For the sake of necroposting (my hobby) I have to chip in two cents:
I like going to see and support the good metal bands.
Invariably, I have to sit through someone's universalist rockstar dreams beforehand as local bands play. I like the idea of bands getting ahead. Somehow, however, concerts are usually a side route around recording a demo and having people realize it's good, kind of like socialization can be. "You have to hear them live, they don't come out on tape," can be true (bad production) but usually it's an excuse that means you can't enjoy this band unless you're stoned, drunk and distracted.
Then again, I feel all of rock music is a sham. The more I learned, the more I realized it was based on European popular music, not African tribal cults. Then I learned about how all the early acts were assembled explicitly as products, and how cynical the people behind them were. Then I saw how rock, jazz, blues, etc. are based around the same few ideas because they make good products: you can repeat the same structure, add formula to make it "unique," and hordes of uninformed people buy it. Rock concerts are even dumber than metal concerts.
Would I go to see, say, Averse Sefira or Demilich? Of course. Seeing the music reproduced live is a thrill. But at those shows, somehow, most people are mostly sober and paying attention. There's not much moshing. The music itself is the focus. I still don't like the rockstar aspect -- although frontmen such as Antti Bowman effectively slay it by being completely disinterested -- but there are some advantages to it.

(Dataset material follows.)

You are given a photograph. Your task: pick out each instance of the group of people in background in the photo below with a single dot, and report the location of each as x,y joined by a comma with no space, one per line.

I admit enjoying the basic aspects of performance. People come together, this loud music appears, and then energy gets synchronized to the patterns of the music. It is fascinating. It may even be awesome on psychedelics, although memory suffers. When I think of concerts that have blown me away however it's older stuff, like Slayer or Sepultura or Deicide or Suffocation.
I think, however, that every one in this thread should treat themselves to a live performance of one of the classical greats, like a Brahms or Schumann or Beethoven or Bruckner, not one of the trendy modern-classical-soundtrack artists that stupid metalheads like to bloviate on metal boards about. It adds another dimension to the performance, which does include recognition of the composer, but as a human being and not some plastic god.